Mon Imac G3 est souffrant ...   A L'AIDE DOCTEURRRRRR!!!!!!!

Ps: Si quelqu'un ne veut plus d'un mac avec un copatibilité avec un OS 10.2 min je suis preneur dans le 91 merci; au cas où, qui sait.


----------



## didgar (9 Juin 2010)

Salut !

Tu as reçu mes pdf ?

A+

Didier


----------



## fervex (10 Juin 2010)

oui je les ai, mais je vais faire la traduction via babel fish car mon anglais en tèlimité lol
Merci encore

---------- Nouveau message ajouté à 15h45 ---------- Le message précédent a été envoyé à 14h24 ----------

Un petite question, est que je peux rebooter avec un os 9 comme celui qu'il y avait à l'origine?


----------



## Pascal 77 (10 Juin 2010)

fervex a dit:


> Un petite question, est que je peux rebooter avec un os 9 comme celui qu'il y avait à l'origine?



Une petite réponse : oui ! Mac OS 9.x cohabite sans problèmes avec OS X, même sur le même volume ! Par contre, si le système d'origine n'est pas 9.2.2, il est préférable de procéder à sa mise à jour dans cette version (MàJ gratuite depuis n'importe quelle autre version d'OS 9)


----------



## fervex (10 Juin 2010)

o,uf que je n'ai pas la version OS 9 mais OS 9.2.2. Comme tu le sais je n'a pls d'écran,je viens de tester avec la prise video relier à un atre écran et l'ecran reste lui blanc? Comment je peux faire ressuciter mon G3? Ou est il mort? dois l'enterer Six Pieds sous terre?
Dernière question, où je peux trouver un OS 9 gratuit ou pas cher si mon G3 est récupérable?


----------



## Pascal 77 (10 Juin 2010)

Je savais bien que j'avais lu une autre solution à ce problème sur MacGe !


----------



## fervex (10 Juin 2010)

c'est gentil Pascal mis je viens de tester à la lettre la procédure mais rien à faire. Je vien de mettre un cable sur un autre moniteur avec un DVD de l'OS 10.2 et la je vois la pomme mais l'ecran se fge sur une image grise... la mise à jour du firmware n'a pas été correctement installé! Donc tant que je n'ai pas de disque OS 9 pour rebooter avec le firmware original jepense que je serai bloqué.

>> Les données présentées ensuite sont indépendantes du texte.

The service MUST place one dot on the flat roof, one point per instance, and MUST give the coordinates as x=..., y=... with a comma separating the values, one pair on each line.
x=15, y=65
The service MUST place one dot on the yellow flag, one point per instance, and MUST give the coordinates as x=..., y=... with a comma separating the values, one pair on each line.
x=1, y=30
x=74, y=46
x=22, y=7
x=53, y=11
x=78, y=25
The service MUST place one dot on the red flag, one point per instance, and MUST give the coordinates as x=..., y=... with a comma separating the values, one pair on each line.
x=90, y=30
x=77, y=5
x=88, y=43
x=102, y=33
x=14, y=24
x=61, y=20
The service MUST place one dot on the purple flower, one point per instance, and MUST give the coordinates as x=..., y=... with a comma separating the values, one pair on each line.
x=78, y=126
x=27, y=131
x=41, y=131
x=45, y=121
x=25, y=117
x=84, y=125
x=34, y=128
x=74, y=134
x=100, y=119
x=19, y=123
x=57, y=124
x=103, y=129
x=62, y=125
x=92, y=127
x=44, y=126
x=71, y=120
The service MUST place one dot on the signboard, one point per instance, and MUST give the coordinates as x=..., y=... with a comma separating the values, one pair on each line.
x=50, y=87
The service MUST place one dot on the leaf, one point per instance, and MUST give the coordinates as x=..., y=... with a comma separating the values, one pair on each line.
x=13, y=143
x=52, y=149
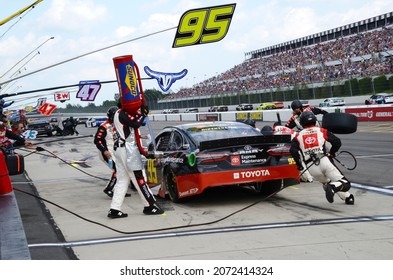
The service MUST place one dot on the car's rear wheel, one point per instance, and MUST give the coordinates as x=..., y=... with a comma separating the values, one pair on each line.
x=268, y=187
x=171, y=185
x=340, y=123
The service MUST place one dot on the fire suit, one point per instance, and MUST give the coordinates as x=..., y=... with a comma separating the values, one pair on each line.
x=278, y=130
x=129, y=163
x=103, y=139
x=309, y=146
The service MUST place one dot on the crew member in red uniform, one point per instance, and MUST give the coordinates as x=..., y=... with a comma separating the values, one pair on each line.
x=309, y=146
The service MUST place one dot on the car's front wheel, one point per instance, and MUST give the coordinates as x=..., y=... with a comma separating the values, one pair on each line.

Donc: AVIS A TOUTE LA POPULATION DE MAC GENERAION!!! IL Y A T IL UNE AME CHARITABLE POUR ME FOURNIR L'OS 9.0 POUR MON PAUVRE IMAC G3 400MHZ...

Merci


----------



## Pascal 77 (10 Juin 2010)

fervex a dit:


> c'est gentil Pascal mis je viens de tester à la lettre la procédure mais rien à faire. Je vien de mettre un cable sur un autre moniteur avec un DVD de l'OS 10.2 et la je vois la pomme mais l'ecran se fge sur une image grise... la mise à jour du firmware n'a pas été correctement installé! Donc tant que je n'ai pas de disque OS 9 pour rebooter avec le firmware original jepense que je serai bloqué.
> 
> Donc: AVIS A TOUTE LA POPULATION DE MAC GENERAION!!! IL Y A T IL UNE AME CHARITABLE POUR ME FOURNIR L'OS 9.0 POUR MON PAUVRE IMAC G3 400MHZ...
> 
> Merci



Attends, tu avais effacé le disque et tu n'as plus de système 9 sur l'ordi, là ?


----------



## fervex (10 Juin 2010)

Mais oui c'est ce que je t'ai dis au tout début, ou sinon je me suis fait mal comprendre.
Je voulus mettre l'Os 10.2 sauf que je n'avais pas fait la mise a jur obligatoire pour upgrader. le cd d l'os 9 je ne l'ai jamais eu!! donc je me retrouve avec un imac G3 400mhz sans système 'exploitation et sans la mise à jour de faite.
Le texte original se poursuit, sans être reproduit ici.